3. En application des articles L. 142-1 et suivants du code de l'urbanisme, dans leur rédaction antérieure à la loi du 18 juillet 1985 relative à la définition et à la mise en œuvre de principes d'aménagement, le préfet pouvait délimiter des " périmètres sensibles " dans certains départements, dans lesquels il pouvait arrêter les mesures nécessaires à la protection des sites et des paysages et créer des zones de préemption au profit du département. Avec la loi du 18 juillet 1985, les articles L. 142-1 et suivants du code de l'urbanisme ont été modifiés et la protection des espaces naturels sensibles est devenue une compétence départementale de droit commun.
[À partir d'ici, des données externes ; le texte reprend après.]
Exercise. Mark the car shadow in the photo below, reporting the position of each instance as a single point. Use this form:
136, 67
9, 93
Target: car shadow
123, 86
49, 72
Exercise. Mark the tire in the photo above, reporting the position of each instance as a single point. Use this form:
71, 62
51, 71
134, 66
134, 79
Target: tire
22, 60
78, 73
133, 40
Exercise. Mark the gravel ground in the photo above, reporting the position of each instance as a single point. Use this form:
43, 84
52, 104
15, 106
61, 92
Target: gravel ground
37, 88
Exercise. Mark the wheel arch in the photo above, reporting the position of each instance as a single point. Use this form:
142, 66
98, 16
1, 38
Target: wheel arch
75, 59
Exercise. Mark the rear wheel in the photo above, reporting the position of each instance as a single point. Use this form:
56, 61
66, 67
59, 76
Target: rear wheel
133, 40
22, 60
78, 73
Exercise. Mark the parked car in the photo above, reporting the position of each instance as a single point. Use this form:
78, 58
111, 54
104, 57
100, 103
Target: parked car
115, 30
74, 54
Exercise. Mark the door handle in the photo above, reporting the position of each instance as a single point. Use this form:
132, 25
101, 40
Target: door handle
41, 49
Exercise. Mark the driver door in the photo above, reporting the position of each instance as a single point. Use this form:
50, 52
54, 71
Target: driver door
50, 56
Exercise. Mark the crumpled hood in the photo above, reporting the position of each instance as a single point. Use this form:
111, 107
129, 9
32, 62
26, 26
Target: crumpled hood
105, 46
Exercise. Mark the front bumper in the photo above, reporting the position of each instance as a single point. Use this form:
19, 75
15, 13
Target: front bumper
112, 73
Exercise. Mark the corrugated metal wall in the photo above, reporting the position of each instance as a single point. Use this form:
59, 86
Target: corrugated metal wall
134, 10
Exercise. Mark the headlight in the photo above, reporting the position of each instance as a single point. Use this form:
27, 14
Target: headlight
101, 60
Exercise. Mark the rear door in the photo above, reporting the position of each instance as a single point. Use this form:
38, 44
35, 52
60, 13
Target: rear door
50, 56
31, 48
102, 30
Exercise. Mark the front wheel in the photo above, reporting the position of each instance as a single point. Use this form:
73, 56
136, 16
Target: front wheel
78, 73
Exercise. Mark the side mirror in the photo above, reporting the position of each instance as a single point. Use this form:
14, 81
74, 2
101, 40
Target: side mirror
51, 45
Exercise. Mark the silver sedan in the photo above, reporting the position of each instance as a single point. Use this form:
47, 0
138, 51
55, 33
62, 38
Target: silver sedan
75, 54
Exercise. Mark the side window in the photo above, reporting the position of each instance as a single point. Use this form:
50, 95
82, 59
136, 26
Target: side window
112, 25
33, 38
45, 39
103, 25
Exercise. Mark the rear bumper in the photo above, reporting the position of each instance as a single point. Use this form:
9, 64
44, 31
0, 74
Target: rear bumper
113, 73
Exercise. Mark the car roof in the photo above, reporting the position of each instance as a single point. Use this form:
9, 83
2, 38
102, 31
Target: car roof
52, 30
L'article L. 142-3 du code de l'urbanisme prévoyait dès lors que les départements eux-mêmes délimitent les zones à l'intérieur desquelles ils peuvent exercer leur droit de préemption. Par ailleurs, l'article L. 142-12 du même code prévoyait que le droit de préemption reconnu aux départements pouvait continuer à s'exercer à l'intérieur des zones de préemption délimitées par le préfet sous l'empire du droit antérieur.
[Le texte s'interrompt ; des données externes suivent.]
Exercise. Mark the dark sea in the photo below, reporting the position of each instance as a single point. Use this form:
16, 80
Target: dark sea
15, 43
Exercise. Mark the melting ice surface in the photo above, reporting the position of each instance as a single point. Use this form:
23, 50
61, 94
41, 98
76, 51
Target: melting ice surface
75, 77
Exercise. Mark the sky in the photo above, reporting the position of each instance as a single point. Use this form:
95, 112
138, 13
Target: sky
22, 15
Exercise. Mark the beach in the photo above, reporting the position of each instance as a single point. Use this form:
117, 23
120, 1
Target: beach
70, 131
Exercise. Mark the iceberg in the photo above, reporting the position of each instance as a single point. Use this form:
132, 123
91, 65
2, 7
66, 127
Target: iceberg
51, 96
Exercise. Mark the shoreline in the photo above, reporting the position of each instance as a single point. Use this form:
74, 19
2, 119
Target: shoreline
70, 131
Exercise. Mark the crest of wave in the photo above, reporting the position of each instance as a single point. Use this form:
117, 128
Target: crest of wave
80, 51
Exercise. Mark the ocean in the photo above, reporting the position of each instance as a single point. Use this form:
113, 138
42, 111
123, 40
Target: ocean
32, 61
4. L'ordonnance du 23 septembre 2015 relative à la partie législative du livre Ier du code de l'urbanisme, ratifiée par l'article 156 de la loi du 8 août 2016 pour la reconquête de la biodiversité, de la nature et des paysages, a procédé à une nouvelle codification des dispositions relatives aux espaces naturels sensibles, et notamment de celles relatives au droit de préemption dans ces espaces, aux articles L. 215-1 et suivants. Dans ce cadre, les dispositions transitoires de l'article L. 142-12 ont été abrogées à compter du 1er janvier 2016. A compter de cette date, le droit de préemption prévu aux articles L. 215-1 et suivants du code de l'urbanisme n'était dès lors plus applicable dans les zones de préemption définies par les préfets au titre de la législation sur les périmètres sensibles avant l'entrée en vigueur de la loi du 18 juillet 1985, sauf à ce que le département les ait incluses dans les zones de préemption qu'il avait lui-même créées au titre des espaces naturels sensibles.
5. Toutefois, l'article 233 de la loi du 22 août 2021 portant lutte contre le dérèglement climatique et renforcement de la résilience face à ses effets a rétabli, à l'article L. 215-4-1 du code de l'urbanisme, ce droit de préemption dans les zones concernées et prévu en son II que : " Sous réserve des décisions de justice passées en force de chose jugée, sont validées les décisions de préemption prises entre le 1er janvier 2016 et l'entrée en vigueur du présent article, en tant que leur légalité est ou serait contestée par un moyen tiré de l'abrogation de l'article L. 142-12 du code de l'urbanisme par l'ordonnance n° 2015-1174 du 23 septembre 2015 relative à la partie législative du livre Ier du code de l'urbanisme ".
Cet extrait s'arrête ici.